# Anyone here read Wilhelmus Brakel?



## 3John2 (May 24, 2007)

I was recommended that by someone at Puritan Reformed Seminary, & I saw they offer a whole course on him. If anyone has read this magnum opus can you tell me a little about it? Thanks.


----------



## Contra_Mundum (May 24, 2007)

_The Christian's Reasonable Service_ is a complete systematic theology, with the added benefit of practical observations at the end of each chapter. The English edition is well laid out, the translation is very smooth reading.

It is 4 large volumes. It is worth getting. You can't do much better than getting a'Brakel for a teacher.


----------



## Poimen (May 24, 2007)

Contra_Mundum said:


> _The Christian's Reasonable Service_ is a complete systematic theology, with the added benefit of practical observations at the end of each chapter. The English edition is well laid out, the translation is very smooth reading.
> 
> It is 4 large volumes. It is worth getting. You can't do much better than getting a'Brakel for a teacher.

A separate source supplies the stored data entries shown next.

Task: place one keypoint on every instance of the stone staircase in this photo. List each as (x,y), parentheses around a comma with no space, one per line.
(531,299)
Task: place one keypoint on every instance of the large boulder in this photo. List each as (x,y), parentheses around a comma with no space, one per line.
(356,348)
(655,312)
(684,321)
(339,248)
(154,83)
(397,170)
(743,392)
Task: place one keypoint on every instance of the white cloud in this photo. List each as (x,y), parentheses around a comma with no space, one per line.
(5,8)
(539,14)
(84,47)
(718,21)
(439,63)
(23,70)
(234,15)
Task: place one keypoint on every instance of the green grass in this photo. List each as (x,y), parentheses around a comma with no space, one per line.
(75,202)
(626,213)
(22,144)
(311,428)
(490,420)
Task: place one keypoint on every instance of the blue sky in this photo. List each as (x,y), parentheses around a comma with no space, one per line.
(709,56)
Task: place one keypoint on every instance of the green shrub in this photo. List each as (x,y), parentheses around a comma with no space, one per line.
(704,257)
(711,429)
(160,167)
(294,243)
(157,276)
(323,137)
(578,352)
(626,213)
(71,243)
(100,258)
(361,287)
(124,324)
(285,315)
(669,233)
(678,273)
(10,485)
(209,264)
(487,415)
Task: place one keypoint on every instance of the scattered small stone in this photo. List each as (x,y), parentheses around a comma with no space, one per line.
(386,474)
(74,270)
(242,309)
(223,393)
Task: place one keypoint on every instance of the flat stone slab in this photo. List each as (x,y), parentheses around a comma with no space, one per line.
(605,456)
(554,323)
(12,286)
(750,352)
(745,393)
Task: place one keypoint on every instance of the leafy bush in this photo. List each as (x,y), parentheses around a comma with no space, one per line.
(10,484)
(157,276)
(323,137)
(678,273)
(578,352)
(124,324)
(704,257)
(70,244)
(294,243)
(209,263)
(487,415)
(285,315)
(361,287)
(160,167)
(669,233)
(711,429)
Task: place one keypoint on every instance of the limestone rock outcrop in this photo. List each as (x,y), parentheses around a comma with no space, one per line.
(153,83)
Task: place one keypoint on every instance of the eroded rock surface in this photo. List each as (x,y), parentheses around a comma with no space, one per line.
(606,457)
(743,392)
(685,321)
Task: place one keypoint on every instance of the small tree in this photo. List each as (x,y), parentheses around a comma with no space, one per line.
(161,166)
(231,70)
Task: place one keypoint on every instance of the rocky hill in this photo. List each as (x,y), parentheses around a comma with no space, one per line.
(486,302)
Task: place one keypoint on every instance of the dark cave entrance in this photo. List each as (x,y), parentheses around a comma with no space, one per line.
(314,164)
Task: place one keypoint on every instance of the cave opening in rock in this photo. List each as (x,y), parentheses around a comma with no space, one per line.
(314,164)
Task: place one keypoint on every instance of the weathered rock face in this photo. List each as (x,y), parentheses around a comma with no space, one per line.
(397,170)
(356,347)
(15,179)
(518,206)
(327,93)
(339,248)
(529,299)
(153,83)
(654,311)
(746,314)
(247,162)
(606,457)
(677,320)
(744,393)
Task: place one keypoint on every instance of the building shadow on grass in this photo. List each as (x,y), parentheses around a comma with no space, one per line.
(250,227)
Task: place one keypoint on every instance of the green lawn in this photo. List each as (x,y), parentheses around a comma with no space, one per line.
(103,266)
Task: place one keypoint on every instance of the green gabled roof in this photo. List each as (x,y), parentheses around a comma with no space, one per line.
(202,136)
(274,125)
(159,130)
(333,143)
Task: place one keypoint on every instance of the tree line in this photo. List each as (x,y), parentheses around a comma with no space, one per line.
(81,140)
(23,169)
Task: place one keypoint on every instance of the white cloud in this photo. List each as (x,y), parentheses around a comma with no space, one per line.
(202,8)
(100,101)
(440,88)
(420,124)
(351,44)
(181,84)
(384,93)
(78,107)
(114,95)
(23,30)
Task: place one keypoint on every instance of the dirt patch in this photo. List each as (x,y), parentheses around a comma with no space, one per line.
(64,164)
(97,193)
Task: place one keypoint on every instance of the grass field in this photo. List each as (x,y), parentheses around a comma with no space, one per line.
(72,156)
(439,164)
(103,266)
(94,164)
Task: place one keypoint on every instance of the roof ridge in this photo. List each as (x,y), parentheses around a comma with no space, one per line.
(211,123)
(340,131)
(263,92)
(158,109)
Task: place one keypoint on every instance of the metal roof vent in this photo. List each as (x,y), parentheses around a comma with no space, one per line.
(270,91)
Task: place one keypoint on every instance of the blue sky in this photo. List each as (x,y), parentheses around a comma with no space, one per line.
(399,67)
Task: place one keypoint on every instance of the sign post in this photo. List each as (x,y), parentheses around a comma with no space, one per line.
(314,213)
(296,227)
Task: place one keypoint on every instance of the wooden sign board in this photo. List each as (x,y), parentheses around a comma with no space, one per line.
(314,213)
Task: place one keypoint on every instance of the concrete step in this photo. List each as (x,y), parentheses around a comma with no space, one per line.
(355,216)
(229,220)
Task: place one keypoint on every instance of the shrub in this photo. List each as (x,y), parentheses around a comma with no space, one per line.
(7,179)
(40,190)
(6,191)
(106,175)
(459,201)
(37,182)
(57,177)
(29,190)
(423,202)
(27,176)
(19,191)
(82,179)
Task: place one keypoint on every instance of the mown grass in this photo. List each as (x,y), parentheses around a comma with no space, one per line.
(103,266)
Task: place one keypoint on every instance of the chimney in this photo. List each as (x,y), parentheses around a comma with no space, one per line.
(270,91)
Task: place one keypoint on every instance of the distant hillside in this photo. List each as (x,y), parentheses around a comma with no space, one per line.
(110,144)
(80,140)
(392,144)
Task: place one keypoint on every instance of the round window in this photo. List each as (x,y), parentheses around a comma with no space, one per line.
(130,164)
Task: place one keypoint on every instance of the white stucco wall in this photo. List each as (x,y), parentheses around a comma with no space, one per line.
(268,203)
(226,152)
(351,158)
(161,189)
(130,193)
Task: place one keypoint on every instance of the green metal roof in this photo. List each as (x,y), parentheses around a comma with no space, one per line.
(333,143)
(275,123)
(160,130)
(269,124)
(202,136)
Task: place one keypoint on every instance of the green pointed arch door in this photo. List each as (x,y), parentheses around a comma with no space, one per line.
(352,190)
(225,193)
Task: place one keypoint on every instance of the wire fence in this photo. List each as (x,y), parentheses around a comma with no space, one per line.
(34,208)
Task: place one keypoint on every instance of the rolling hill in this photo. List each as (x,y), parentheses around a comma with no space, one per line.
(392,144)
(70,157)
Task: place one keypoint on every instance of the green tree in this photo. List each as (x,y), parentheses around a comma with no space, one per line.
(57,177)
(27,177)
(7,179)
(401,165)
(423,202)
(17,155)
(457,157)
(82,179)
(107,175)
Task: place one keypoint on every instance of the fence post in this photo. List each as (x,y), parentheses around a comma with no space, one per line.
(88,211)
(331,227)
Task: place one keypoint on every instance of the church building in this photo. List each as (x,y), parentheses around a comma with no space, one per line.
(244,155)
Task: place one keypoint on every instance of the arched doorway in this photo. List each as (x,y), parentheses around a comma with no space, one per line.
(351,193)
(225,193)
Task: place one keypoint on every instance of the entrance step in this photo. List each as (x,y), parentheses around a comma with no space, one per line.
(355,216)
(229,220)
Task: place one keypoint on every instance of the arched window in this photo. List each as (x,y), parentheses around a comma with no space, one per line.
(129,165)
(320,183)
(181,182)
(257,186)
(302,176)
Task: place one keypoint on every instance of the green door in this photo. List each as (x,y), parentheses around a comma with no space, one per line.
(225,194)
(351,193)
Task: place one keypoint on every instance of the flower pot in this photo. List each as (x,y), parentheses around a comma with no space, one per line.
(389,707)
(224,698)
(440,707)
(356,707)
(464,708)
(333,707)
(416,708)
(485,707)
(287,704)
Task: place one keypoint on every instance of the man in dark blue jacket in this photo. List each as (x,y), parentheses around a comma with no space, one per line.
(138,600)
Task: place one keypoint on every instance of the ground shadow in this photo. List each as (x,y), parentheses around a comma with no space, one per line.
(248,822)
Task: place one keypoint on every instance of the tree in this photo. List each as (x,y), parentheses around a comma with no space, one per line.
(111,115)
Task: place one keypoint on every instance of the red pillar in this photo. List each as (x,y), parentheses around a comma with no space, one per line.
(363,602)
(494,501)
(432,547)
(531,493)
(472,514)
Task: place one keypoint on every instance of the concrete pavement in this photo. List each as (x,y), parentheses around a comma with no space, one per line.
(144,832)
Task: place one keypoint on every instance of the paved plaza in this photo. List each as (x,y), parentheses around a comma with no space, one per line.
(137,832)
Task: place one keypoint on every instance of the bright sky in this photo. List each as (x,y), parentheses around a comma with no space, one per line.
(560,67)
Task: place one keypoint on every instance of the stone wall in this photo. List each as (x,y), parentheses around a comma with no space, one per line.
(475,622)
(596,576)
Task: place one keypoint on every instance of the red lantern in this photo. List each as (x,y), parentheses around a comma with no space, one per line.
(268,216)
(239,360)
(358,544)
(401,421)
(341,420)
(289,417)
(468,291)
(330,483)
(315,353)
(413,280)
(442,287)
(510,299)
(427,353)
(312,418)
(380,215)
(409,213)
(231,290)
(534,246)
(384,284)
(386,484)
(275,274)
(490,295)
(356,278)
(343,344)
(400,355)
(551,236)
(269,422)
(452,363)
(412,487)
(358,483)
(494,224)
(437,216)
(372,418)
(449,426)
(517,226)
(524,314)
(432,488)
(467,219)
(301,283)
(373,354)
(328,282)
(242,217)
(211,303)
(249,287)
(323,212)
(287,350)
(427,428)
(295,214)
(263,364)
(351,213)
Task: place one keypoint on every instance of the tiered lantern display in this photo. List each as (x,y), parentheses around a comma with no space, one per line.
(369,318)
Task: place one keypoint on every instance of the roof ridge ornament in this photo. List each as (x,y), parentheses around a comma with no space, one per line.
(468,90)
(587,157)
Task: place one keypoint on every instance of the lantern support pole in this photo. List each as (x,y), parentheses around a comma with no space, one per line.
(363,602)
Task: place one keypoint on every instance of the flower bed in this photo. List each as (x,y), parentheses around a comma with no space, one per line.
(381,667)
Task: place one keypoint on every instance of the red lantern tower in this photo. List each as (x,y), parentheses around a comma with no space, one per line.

 It is excellent. Precise, pastoral and pious theology all rolled into one set.


----------



## 3John2 (May 24, 2007)

whoa!!!So I have my work cut out for me eh?! I thought it was just a book then when I did the search I saw it was 3 or 4 books...I started to wonder...now it's like ...ok! Seminary sure is fun!!! Let's see I have Grudem's systematic I'm going through on my one, Berkhof systematic & Gordon Sykman's Dogmatic for seminary. I've got to burn the midnight oil!!! I guess I'll have to save up & order that & break it down. Won't be transferring to PRTS for a another year & a half or 2. Plenty of time.


----------



## VirginiaHuguenot (May 31, 2007)

Wilhelmus a Brakel's _The Christian's Reasonable Service_ is one of the best works anyone could buy. I rate it very, very highly. I just wish someone would translate the last section of that work (an exposition of Revelation -- which has not been translated yet into English).

I would love to take a whole course on a Brakel. There is a good article about his life and theology here and there is this previous thread.


----------



## C. Matthew McMahon (May 31, 2007)

A'Brakel is not perfect, but he is very Dutch (theologically speaking). In my humble opinion, that is a good thing theologically speaking on a number of good points.

I love reading systematic theologies. Of my top 5 favorites, I'd go with Turretin, Calvin, Berkhof, Hodge, and A'Brakel. One of the good things about A'Brakel is that he is very pastoral.


----------



## JohnOwen007 (Jun 1, 2007)

VirginiaHuguenot said:


> Wilhelmus a Brakel's _The Christian's Reasonable Service_ is one of the best works anyone could buy. I rate it very, very highly.



Amen brother, I wholeheartedly agree! It's difficult not to speak too highly of this work.


----------



## 3John2 (Jun 2, 2007)

I'm going to save up & buy it. Looking forward to it.


----------



## BuddyOfDavidClarkson (Jun 15, 2007)

Agreed. Well worth the money. I just picked it up this week.



JohnOwen007 said:


> Amen brother, I wholeheartedly agree! It's difficult not to speak too highly of this work.


----------



## polemic_turtle (Jun 16, 2007)

RHB gave me special price on this set at the recent PCA GA. Dr. Beeke asked me how much I would offer him. I hadn't intended to spend much money and was a bit light-headed to be speaking with him anyway, so I didn't ask for too much of a discount. I told him $75 and he immediately took it, throwing in a copy of "Meet the Puritans" for $15. Good to hear he's so well liked; I'll enjoy reading through him eventually.


----------



## AV1611 (Sep 10, 2007)

C. Matthew McMahon said:


> A'Brakel is not perfect, but he is very Dutch (theologically speaking).



Could you explain?


----------